RUTH

ME 1995 p. 97-100

 

Argaud Élie


Après Mara vient Élim (Ex. 15:22-27). Le livre de Ruth est comme une oasis que l’on rencontre après avoir parcouru le désert du livre des Juges. Nous ne prétendons pas en explorer toutes les richesses, mais simplement, comme la Sulamithe du Cantique des cantiques, prendre plaisir sous ses frais ombrages et goûter quelques-uns de ses fruits si doux à nos cœurs (Cant. 2:3).

Dans les jours où les juges jugeaient en Israël, « chacun faisait ce qui était bon à ses yeux » (Jug. 17:6 ; 21:25), mais huit fois il nous est dit dans ce même livre que cela était mauvais aux yeux de l’Éternel ! Retenons l’avertissement : faire sa propre volonté, c’est déplaire au Seigneur. Aussi Dieu appelle-t-il sur son peuple une sévère discipline : la famine (Ruth 1:1).

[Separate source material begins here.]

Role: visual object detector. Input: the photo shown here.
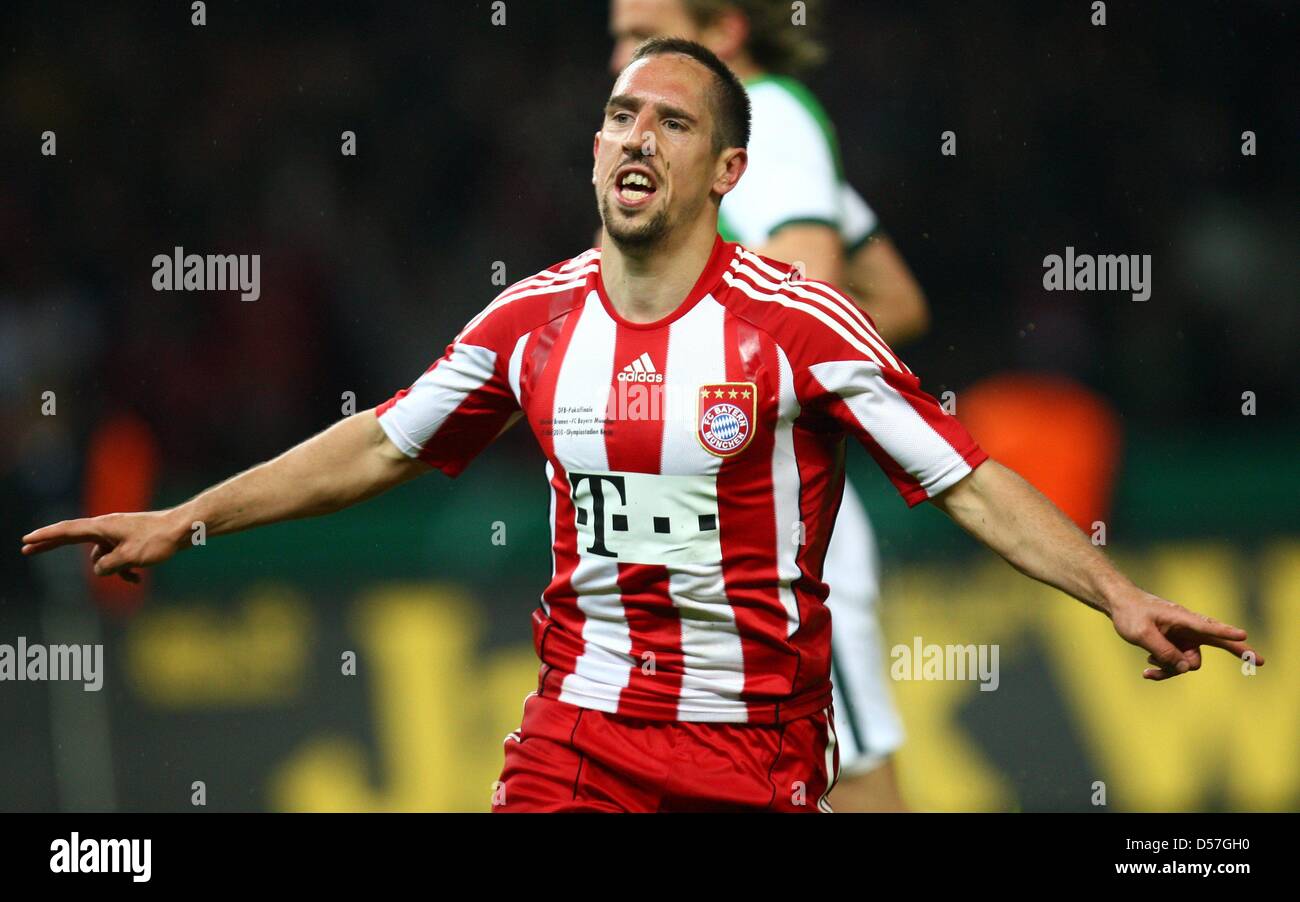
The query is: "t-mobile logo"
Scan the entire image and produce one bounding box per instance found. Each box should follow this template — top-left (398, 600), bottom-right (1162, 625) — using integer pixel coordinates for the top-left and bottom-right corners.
top-left (569, 471), bottom-right (627, 557)
top-left (568, 470), bottom-right (722, 566)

Élimélec, sa femme et ses deux fils, décidèrent de se soustraire au jugement de Dieu. Ils s’en allèrent au pays de Moab. Que trouvèrent-ils dans cette terre étrangère ? Peut-être un peu de bien-être, mais surtout… la mort. Élimélec mourut. Et ses fils, qui avaient pris des femmes moabites, moururent aussi. Trois veuves dans la même maison. Naomi aurait pu dire comme Juda : « Comment parlerons-nous, et comment nous justifierons-nous ? Dieu a trouvé l’iniquité de tes serviteurs » (Gen. 44:16). C’est un premier pas : reconnaître ses égarements. Il faut faire le deuxième : revenir vers Dieu. « Reviens, Israël l’infidèle, dit l’Éternel… Seulement, reconnais ton iniquité » (Jér. 3:12, 13).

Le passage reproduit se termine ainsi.